On the flip side, the practical issues are overblown regarding concrete types like ArrayList or ImmutableMap. First, it only matters at all when calling across module boundaries to a library that uses a different workhorse type than yours. All calls within your own code will use the concrete types consistently, gaining the advantages of the known concrete types without the disadvantages of mixed types.

In many cases where you do have mixed types, one of two things is true: the callee is going to iterate every element of the collection, or you are going to construct a special collection just for calling that API. In such a case, the only penalty you pay for the mixed types is that you have to copy the collection to the correct type, a linear operation that you normally wouldn’t worry too much about if it’s right next to other linear operations. In the case of generating a custom collection just for a particular API call, you can avoid the copy and just generate the correct concrete type right away.

The good and bad of hashing

I am currently pretty down on hash tables, both as sets and maps. I have used them heavily, and they are certainly practical. They have the huge advantage that most operations are in constant time.
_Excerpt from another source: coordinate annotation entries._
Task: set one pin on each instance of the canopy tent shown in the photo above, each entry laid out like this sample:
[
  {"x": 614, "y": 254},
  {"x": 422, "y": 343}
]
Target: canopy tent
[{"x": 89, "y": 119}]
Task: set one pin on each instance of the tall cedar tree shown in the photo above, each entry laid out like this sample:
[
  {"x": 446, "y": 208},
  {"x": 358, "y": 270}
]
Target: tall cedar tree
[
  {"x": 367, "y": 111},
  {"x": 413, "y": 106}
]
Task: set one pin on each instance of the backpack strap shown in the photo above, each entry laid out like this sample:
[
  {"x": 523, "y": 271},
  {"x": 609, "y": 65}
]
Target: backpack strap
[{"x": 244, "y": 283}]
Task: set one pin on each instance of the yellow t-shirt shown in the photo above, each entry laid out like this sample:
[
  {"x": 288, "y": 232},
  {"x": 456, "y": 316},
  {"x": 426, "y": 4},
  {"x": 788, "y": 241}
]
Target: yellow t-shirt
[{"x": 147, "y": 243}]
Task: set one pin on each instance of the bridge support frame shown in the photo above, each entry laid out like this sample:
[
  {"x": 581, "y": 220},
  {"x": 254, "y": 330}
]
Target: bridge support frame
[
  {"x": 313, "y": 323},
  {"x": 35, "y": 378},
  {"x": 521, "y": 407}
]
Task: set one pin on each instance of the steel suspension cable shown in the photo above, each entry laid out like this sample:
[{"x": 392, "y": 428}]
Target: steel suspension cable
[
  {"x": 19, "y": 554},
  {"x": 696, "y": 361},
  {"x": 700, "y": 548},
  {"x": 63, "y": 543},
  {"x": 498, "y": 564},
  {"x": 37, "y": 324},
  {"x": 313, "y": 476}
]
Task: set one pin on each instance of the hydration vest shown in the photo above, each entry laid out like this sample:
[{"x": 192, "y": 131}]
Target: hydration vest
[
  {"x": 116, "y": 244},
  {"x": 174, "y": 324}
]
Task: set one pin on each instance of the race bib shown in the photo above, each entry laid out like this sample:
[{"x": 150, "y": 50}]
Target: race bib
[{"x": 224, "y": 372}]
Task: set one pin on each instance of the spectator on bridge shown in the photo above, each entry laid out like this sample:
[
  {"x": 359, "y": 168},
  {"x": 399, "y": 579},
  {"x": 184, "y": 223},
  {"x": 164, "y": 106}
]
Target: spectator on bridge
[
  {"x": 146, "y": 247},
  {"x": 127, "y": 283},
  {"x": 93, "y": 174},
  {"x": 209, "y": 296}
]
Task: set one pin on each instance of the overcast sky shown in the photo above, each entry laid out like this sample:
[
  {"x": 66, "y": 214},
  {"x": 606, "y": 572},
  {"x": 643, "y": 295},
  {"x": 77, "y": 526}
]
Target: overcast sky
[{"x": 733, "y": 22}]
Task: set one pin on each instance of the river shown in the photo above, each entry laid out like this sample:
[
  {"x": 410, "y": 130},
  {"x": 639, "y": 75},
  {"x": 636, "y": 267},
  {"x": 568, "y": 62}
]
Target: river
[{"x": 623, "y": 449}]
They have a few issues, though.

They do not have stable behavior. Depending on the details, re-running the same program may already be enough that you end up with the elements being in a different order.
The order of elements is just wild. It’s not the order you put them into the collection, unless you add links, and it’s not any natural ordering of the elements, such as alphabetic order for strings. It’s just a crazy pile of stuff that makes your stomach sink if they get printed onto a screen for you to debug.
You can fix the stability by adding links, and for a phase of GWT’s existence, we modified it to use linked collections all over the place. I think this is a good approach if you stick with hashed collections, but it comes at the cost of memory and time overhead for the framework to maintain all the links.
They are hard to make persistent due to the use of an array for their base storage. There is such a thing as a persistent array, but it’s tricky to implement and is something I’ve not seen used in practice. There are immediate practical problems that come up, but they don’t seem insurmountable, but then I’ve never seen them surmounted, so I really can’t say.

I’ve been happy to learn that Rust includes a very mature b-tree library for its in-memory sets and maps. These have the advantages of other tree-like data types, but they have fewer pointer indirections than red-black trees or binary trees due to having multiple keys and values in each node of the tree. This means that copying a node is more expensive than with a red-black or binary tree, but you don’t need to copy the nodes unless you are implementing a persistent b-tree; if you are getting your immutable collections in another way than persistent collections, then you don’t need to copy the nodes and can do okay with a larger node size.

I love how the behavior of a tree-based set or map is not just stable but user-sensible. By using a sorted order consistently throughout your code, you get better debug logs, unit tests, JSON APIs, and build cache behavior by default, without even particularly trying. These all have advantages and will really stack up, and these qualitative improvements are what will usually save you the most time when developing software. You can always optimize specific situations to use a hash table when your profiling indicates it is worth the time.